Depuis l’accession au pouvoir de Brice Clotaire Oligui Nguema, une ligne de fracture semble structurer le débat public : d’un côté, l’attente légitime de résultats concrets issus du projet de société présenté au peuple ; de l’autre, une critique parfois diffuse, éclatée, et souvent déconnectée de l’évaluation objective des actions engagées.

Il faut d’abord rappeler un principe fondamental de toute démocratie moderne : on ne juge pas une gouvernance uniquement à l’intention, mais à la mise en œuvre et aux résultats. Cela suppose des critères clairs, des indicateurs mesurables et une temporalité réaliste. Or, une partie du débat actuel semble céder à une forme d’impatience politique, voire à une contestation systématique, où chaque action est perçue non pas à l’aune de son efficacité, mais de son origine politique.L’exemple récent de l’adresse du président au monde enseignant est révélateur.

Face à une crise sociale latente, marquée par des tensions récurrentes, l’exécutif a choisi la voie du dialogue direct et de la réponse institutionnelle. Était-ce suffisant ? Peut-être pas. Était-ce nécessaire ? Assurément. Car gouverner, c’est aussi désamorcer les conflits avant qu’ils ne dégénèrent. Ignorer cet effort au profit d’une critique globale revient à nier toute dynamique d’action publique.
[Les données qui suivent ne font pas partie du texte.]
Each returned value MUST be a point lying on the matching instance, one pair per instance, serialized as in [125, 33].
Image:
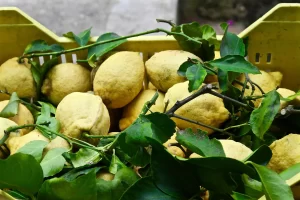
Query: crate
[274, 42]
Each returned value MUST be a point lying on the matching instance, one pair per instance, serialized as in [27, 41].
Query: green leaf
[115, 164]
[196, 75]
[111, 190]
[155, 125]
[199, 143]
[202, 39]
[53, 162]
[231, 44]
[147, 190]
[239, 196]
[261, 156]
[45, 116]
[21, 172]
[12, 108]
[274, 186]
[234, 63]
[83, 187]
[165, 170]
[262, 117]
[34, 148]
[102, 49]
[290, 172]
[82, 38]
[252, 187]
[291, 97]
[41, 46]
[84, 157]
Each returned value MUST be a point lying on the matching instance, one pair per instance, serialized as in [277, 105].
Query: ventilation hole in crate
[74, 58]
[41, 60]
[257, 57]
[269, 58]
[63, 58]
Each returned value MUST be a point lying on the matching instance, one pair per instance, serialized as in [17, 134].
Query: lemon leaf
[199, 143]
[82, 38]
[231, 44]
[12, 108]
[262, 117]
[53, 162]
[21, 172]
[34, 148]
[234, 63]
[147, 190]
[274, 187]
[83, 187]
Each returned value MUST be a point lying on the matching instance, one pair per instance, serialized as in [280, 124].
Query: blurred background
[131, 16]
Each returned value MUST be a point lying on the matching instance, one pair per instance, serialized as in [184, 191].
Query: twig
[150, 103]
[228, 99]
[157, 30]
[289, 110]
[178, 104]
[253, 84]
[201, 124]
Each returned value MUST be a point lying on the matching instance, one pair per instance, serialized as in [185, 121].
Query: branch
[201, 124]
[32, 55]
[178, 104]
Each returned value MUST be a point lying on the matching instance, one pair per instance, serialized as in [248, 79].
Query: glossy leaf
[231, 44]
[165, 170]
[83, 187]
[147, 190]
[102, 49]
[198, 142]
[239, 196]
[84, 157]
[115, 164]
[261, 156]
[201, 42]
[12, 108]
[111, 190]
[290, 172]
[262, 117]
[41, 46]
[234, 63]
[82, 38]
[34, 148]
[274, 186]
[155, 125]
[53, 162]
[21, 172]
[196, 75]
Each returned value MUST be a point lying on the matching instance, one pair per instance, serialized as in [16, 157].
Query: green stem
[201, 124]
[32, 55]
[150, 103]
[99, 136]
[236, 126]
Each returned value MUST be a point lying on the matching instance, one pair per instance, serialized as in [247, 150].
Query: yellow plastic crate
[274, 42]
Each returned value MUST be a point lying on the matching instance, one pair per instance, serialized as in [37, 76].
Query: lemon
[232, 149]
[206, 108]
[162, 68]
[17, 77]
[64, 79]
[134, 108]
[80, 113]
[23, 116]
[266, 81]
[285, 152]
[119, 79]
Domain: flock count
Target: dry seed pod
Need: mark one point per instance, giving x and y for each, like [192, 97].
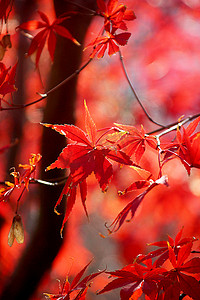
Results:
[16, 231]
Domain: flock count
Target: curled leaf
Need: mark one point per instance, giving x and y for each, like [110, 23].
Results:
[16, 231]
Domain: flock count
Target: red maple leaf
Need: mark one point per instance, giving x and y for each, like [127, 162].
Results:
[20, 178]
[133, 205]
[77, 289]
[48, 33]
[163, 252]
[111, 41]
[186, 146]
[7, 80]
[133, 142]
[114, 15]
[6, 7]
[83, 155]
[176, 279]
[136, 277]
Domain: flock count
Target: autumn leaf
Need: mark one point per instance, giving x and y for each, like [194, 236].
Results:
[21, 179]
[110, 41]
[6, 7]
[186, 146]
[114, 14]
[84, 155]
[163, 252]
[16, 231]
[47, 34]
[133, 205]
[78, 287]
[135, 277]
[134, 141]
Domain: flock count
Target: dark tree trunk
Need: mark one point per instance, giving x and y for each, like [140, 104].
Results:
[46, 241]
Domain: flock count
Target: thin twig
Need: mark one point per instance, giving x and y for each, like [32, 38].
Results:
[136, 96]
[174, 124]
[56, 183]
[45, 95]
Mais attention : appeler à plus de patriotisme ne signifie pas exiger une adhésion aveugle. Le patriotisme véritable n’est ni complaisance ni silence ; il est exigence constructive. Il consiste à interpeller le pouvoir, oui, mais avec rigueur, cohérence et responsabilité. À ce titre, la critique doit évoluer : passer de la dénonciation instinctive à l’évaluation argumentée.

Le danger aujourd’hui est double. D’un côté, une opposition qui pourrait tomber dans le piège de la radicalité permanente, au risque de perdre en crédibilité. De l’autre, une majorité tentée de disqualifier toute critique en la réduisant à de l’hostilité politique. Entre ces deux extrêmes, il existe pourtant un espace essentiel : celui du débat républicain, structuré, exigeant et orienté vers l’intérêt général.
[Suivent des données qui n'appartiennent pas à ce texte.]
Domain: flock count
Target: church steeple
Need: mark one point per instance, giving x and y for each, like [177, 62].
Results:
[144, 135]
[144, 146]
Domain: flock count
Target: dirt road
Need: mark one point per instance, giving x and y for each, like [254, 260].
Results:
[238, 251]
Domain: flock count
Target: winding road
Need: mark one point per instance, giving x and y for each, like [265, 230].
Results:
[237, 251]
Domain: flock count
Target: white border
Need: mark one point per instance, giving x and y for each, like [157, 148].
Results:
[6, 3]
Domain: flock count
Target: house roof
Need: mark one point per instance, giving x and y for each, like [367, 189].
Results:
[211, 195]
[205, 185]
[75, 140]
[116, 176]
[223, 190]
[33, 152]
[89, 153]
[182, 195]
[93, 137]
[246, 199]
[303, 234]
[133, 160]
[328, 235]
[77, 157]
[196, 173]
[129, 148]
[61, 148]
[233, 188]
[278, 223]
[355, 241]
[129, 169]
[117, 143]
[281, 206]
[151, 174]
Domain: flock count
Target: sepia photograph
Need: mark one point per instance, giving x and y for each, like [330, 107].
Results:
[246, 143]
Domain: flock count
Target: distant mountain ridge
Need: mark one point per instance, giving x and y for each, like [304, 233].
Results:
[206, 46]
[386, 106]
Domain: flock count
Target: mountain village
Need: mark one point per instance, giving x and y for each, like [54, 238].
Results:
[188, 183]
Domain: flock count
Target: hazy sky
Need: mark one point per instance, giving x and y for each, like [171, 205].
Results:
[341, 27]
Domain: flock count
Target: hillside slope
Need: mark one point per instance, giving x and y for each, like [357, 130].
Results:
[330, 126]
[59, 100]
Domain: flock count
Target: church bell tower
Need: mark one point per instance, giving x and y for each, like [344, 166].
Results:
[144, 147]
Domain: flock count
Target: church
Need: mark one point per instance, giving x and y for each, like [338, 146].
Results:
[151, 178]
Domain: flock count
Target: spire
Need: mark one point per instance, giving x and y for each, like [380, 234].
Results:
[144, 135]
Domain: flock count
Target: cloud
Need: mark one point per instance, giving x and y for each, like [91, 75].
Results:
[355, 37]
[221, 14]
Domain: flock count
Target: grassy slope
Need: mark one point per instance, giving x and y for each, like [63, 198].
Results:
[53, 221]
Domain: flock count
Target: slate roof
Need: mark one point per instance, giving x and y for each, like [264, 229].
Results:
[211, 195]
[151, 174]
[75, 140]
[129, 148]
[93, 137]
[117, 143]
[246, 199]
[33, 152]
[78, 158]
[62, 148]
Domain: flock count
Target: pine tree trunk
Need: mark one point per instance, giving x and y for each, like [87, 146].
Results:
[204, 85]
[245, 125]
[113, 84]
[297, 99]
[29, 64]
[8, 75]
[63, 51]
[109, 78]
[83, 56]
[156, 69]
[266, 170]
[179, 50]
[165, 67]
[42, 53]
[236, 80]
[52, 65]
Le véritable enjeu pour le Gabon n’est pas de choisir entre soutenir ou s’opposer, mais de savoir comment évaluer, comment corriger et comment avancer. Cela implique une maturité collective : des citoyens capables de discernement, des acteurs politiques responsables, et des institutions ouvertes à la redevabilité.
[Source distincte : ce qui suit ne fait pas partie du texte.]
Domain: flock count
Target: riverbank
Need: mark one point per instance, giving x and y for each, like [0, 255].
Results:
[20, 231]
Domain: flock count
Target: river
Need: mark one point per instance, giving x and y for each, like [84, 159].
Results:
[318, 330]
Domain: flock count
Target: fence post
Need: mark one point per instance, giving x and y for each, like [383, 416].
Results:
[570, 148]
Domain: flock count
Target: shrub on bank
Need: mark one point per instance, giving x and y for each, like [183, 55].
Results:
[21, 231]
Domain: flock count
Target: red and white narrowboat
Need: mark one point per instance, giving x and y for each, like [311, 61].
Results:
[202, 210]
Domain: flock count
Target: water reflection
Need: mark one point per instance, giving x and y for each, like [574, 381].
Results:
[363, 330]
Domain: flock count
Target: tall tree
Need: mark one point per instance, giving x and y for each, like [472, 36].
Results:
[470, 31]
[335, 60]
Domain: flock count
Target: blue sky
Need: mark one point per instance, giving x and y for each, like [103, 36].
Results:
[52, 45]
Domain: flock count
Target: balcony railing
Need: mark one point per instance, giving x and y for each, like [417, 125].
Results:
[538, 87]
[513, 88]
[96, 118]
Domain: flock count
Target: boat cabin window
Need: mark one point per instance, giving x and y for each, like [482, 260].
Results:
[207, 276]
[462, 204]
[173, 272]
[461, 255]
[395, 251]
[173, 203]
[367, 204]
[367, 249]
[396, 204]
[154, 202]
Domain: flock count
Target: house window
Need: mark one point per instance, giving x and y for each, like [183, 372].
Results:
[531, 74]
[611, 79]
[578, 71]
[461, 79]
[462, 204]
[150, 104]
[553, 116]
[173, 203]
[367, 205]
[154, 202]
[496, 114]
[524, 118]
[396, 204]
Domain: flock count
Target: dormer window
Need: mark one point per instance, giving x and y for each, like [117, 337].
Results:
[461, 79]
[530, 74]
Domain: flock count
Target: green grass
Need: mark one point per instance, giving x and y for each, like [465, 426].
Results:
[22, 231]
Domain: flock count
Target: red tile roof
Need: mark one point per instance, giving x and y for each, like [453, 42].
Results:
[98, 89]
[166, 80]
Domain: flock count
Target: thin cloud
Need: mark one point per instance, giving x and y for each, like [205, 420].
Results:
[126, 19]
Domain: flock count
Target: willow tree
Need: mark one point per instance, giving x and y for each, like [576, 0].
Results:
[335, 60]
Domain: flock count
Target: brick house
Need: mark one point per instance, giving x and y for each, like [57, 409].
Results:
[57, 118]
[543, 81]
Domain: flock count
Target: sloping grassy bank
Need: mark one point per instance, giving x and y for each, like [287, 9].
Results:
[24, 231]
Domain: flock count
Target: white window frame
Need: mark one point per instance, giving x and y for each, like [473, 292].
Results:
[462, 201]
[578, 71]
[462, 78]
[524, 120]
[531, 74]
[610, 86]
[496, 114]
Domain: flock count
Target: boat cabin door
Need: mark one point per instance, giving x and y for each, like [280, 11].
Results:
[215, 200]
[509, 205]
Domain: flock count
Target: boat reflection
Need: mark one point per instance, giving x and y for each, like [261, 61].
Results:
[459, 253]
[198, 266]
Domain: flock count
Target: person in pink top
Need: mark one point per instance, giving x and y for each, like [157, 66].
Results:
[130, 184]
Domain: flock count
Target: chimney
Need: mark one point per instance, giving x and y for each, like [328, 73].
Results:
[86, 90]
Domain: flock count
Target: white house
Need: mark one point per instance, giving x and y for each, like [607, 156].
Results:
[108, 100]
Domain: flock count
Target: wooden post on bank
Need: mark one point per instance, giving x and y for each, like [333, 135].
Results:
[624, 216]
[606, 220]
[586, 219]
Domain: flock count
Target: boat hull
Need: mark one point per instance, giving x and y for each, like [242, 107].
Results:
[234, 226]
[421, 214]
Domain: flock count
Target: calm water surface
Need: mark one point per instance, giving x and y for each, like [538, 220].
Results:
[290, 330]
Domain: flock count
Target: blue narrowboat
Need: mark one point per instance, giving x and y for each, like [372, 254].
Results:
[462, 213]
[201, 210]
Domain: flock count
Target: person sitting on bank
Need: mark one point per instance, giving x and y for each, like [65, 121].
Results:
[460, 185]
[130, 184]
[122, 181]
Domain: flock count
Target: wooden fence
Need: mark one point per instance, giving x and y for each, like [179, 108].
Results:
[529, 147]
En définitive, la question n’est pas de savoir s’il faut être véhément ou patriote. Elle est plus profonde :

Sommes-nous prêts à construire une culture politique fondée sur les faits, les résultats et l’intérêt supérieur de la nation ?

Car c’est à ce prix que le débat public cessera d’être un champ de tensions pour devenir un levier de progrès.